My rough-and-ready minumum natural bend radius test rig.
My rough-and-ready minimum natural bend radius test rig.

If you take a piece of cable and hold it between your hands, it forms a line with 180 degree angle. Should you now bend it, it won’t form a point as it takes a narrower angle, instead it will curve and tend towards a circular outline. You’ll find there is a natural minimum bend radius it will comfortably take, at which it forms the circular outline and readily returns to straightness, yet is not bent to the extent that it kinks. So measuring the natural minimum bend radius of a cable is a straightforward and easily-reproducible test that can allow comparison of cable flexibilities.

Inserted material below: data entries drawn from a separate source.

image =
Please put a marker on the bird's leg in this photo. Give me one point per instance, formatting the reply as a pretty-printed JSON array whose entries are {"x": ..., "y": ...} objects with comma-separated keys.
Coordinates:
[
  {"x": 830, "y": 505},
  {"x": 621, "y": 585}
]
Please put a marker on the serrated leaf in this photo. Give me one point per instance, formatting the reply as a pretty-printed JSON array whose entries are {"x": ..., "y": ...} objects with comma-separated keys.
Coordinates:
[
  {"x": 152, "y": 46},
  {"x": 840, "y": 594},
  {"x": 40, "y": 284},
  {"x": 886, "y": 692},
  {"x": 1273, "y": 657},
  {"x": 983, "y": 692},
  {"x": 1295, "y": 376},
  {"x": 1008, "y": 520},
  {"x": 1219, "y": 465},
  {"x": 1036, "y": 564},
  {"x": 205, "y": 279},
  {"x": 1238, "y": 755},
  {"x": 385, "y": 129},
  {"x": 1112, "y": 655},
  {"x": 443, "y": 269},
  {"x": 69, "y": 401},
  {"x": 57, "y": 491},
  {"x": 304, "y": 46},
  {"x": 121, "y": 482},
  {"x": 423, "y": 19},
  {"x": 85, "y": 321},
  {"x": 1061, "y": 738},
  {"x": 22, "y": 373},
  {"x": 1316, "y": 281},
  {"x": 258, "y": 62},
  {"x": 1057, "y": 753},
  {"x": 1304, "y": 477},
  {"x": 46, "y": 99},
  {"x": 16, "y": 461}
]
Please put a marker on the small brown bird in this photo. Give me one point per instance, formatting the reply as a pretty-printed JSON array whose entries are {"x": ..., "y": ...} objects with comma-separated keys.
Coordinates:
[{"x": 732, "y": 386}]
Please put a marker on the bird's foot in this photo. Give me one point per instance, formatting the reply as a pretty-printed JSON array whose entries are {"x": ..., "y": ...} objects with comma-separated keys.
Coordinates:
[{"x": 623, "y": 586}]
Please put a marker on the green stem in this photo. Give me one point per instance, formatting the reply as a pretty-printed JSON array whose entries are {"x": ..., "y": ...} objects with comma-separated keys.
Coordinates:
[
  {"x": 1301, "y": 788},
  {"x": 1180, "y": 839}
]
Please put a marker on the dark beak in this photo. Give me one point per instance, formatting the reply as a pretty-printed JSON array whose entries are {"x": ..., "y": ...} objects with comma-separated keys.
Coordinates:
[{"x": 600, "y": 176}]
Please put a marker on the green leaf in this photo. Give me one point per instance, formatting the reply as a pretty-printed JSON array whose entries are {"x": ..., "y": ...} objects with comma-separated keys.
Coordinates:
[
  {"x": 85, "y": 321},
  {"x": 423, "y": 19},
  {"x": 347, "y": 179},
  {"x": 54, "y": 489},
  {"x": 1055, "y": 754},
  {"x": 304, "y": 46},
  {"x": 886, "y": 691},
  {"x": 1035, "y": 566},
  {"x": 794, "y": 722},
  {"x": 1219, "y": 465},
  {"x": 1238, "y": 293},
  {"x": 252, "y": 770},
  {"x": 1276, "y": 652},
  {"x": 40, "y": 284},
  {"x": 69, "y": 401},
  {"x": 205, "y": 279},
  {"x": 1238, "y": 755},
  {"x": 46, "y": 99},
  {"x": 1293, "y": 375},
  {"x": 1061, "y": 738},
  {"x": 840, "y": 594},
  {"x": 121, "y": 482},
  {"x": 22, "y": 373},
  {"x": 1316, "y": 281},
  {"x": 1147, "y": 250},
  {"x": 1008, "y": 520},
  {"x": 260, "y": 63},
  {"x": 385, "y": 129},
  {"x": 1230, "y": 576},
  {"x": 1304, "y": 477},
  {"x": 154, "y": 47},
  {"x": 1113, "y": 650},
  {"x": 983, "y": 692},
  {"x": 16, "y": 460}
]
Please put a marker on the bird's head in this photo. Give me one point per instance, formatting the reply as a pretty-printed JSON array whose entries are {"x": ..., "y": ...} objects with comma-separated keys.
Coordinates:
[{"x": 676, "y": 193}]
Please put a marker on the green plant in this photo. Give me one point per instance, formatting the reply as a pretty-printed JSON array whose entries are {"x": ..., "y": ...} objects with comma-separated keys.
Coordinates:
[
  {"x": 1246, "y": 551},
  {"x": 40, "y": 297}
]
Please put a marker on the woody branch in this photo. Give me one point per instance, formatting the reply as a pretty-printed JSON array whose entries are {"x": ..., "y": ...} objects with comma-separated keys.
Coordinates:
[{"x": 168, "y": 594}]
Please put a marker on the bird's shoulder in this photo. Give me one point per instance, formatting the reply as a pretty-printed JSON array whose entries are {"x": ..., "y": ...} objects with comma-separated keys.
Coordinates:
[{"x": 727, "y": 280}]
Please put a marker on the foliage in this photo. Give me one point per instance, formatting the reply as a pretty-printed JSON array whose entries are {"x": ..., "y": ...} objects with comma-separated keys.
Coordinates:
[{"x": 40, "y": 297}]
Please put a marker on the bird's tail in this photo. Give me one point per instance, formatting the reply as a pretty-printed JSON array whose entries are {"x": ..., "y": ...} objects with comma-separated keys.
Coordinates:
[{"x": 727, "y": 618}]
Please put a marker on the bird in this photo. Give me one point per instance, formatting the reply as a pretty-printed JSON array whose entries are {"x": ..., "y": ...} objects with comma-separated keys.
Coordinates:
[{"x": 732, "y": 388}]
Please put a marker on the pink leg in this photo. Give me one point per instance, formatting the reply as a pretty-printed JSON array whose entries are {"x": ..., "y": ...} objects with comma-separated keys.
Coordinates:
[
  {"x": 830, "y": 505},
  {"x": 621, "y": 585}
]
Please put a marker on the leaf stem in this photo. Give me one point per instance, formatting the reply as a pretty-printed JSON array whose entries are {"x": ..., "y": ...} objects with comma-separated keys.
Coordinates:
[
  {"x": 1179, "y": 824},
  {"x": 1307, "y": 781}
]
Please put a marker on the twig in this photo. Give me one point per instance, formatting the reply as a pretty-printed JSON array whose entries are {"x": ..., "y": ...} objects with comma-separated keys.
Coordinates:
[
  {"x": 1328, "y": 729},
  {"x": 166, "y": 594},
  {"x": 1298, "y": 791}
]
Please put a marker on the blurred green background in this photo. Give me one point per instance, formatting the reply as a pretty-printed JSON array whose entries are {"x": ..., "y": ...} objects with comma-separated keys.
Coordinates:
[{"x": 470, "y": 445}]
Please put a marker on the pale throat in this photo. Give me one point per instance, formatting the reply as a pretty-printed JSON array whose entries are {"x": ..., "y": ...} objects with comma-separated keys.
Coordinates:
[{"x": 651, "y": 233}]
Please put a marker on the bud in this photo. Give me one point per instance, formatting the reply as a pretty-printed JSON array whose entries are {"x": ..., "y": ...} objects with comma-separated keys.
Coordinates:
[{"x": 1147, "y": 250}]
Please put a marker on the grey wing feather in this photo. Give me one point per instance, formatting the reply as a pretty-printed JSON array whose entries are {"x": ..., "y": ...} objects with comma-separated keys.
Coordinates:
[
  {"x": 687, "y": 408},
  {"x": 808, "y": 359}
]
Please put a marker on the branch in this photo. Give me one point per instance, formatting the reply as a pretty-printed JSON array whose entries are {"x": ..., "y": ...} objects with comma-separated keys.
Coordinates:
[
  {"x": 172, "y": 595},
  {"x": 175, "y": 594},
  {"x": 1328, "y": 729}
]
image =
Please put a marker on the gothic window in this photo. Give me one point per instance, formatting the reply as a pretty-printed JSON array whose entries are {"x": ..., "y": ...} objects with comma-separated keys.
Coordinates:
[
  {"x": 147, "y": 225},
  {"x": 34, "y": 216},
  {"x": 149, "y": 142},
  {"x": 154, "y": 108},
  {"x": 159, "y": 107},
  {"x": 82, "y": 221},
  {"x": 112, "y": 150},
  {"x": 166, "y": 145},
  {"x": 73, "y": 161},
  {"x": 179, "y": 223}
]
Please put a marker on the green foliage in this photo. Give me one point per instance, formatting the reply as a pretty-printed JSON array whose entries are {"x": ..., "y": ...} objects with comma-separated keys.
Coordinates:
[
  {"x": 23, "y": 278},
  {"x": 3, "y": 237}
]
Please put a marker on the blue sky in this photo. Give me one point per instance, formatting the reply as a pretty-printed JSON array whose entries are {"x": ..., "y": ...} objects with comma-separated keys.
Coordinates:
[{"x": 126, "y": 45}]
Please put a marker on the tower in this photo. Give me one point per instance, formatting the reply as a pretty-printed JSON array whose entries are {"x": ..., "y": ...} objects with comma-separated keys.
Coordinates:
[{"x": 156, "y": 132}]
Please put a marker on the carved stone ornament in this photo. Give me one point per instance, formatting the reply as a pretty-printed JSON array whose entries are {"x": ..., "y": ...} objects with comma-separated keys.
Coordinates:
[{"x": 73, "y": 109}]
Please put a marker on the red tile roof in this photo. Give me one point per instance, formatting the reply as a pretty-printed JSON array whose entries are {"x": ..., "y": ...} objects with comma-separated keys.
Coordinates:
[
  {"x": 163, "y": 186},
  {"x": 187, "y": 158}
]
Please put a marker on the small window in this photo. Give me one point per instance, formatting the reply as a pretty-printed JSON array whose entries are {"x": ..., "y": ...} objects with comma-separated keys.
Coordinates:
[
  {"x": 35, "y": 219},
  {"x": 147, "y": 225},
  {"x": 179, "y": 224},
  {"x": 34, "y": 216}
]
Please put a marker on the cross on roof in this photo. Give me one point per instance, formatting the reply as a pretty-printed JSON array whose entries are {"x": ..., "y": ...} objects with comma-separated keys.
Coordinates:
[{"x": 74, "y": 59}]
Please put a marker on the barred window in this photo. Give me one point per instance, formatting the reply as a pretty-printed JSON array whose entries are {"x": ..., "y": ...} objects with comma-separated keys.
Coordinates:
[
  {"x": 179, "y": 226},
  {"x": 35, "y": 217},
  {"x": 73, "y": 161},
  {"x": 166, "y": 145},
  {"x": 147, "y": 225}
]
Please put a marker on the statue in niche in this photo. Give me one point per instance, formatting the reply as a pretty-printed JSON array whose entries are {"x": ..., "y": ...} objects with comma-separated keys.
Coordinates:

My bend radius rig is simple enough, a flat piece of wood with another slim piece of wood held above its edge using a pair of screws. The cable is bent at 180 degrees back upon itself to form a loop of its minimum natural radius, then it is clamped between the two pieces of wood, thus the diameter can be easily measured and the radius calculated. I’ve added a piece of graph paper on top of my wooden base so that I can easily judge measurements, however I found my caliper to be the most convenient way to take them. As well as the two TS100 cables I’ve measured a few others from around my bench for comparison.

Cable Diameter Radius
Toby TS100 extension cable 20mm 10mm
TS100 laptop-style PSU cable 33mm 16.5mm
“Grundlagen Audio” gold USB cable 29mm 14.5mm
Multimeter test lead 16mm 8mm
IEC computer mains lead 48mm 24mm

It can straight away be seen that this is a readily reproducible way to characterise the flexibility of a piece of cable. At the extremes are the multimeter lead and the computer mains lead, no surprise as the former is designed to be as flexible as possible while the latter is a thick and heavy mains lead. That’s a cheap multimeter, it’s likely that had I been less miserly and bought a decent one it would have a significantly more flexible set of leads. The fake “Grundlagen Audio” USB lead from my April 1st sojourn into using GNU Radio for audio analysis meanwhile is surprisingly stiff for what was in reality a cheap Amazon Basics item. This is probably due to two factors; it has a braided outer in a bid to copy more expensive leads, and my spraying it with gold paint has only made it stiffer.

To the point of the test though, the TS100 cables. The Toby cable is under two-thirds the stiffness of the laptop-style power supply cable, which does make a significant difference to the ease of soldering. I didn’t expect to spawn a product when I asked them about connector availability, but if you’d like one they have it for sale on their website. And meanwhile, Hackaday now has another test in its armoury, measuring the bend radius whenever we take a look at a cable.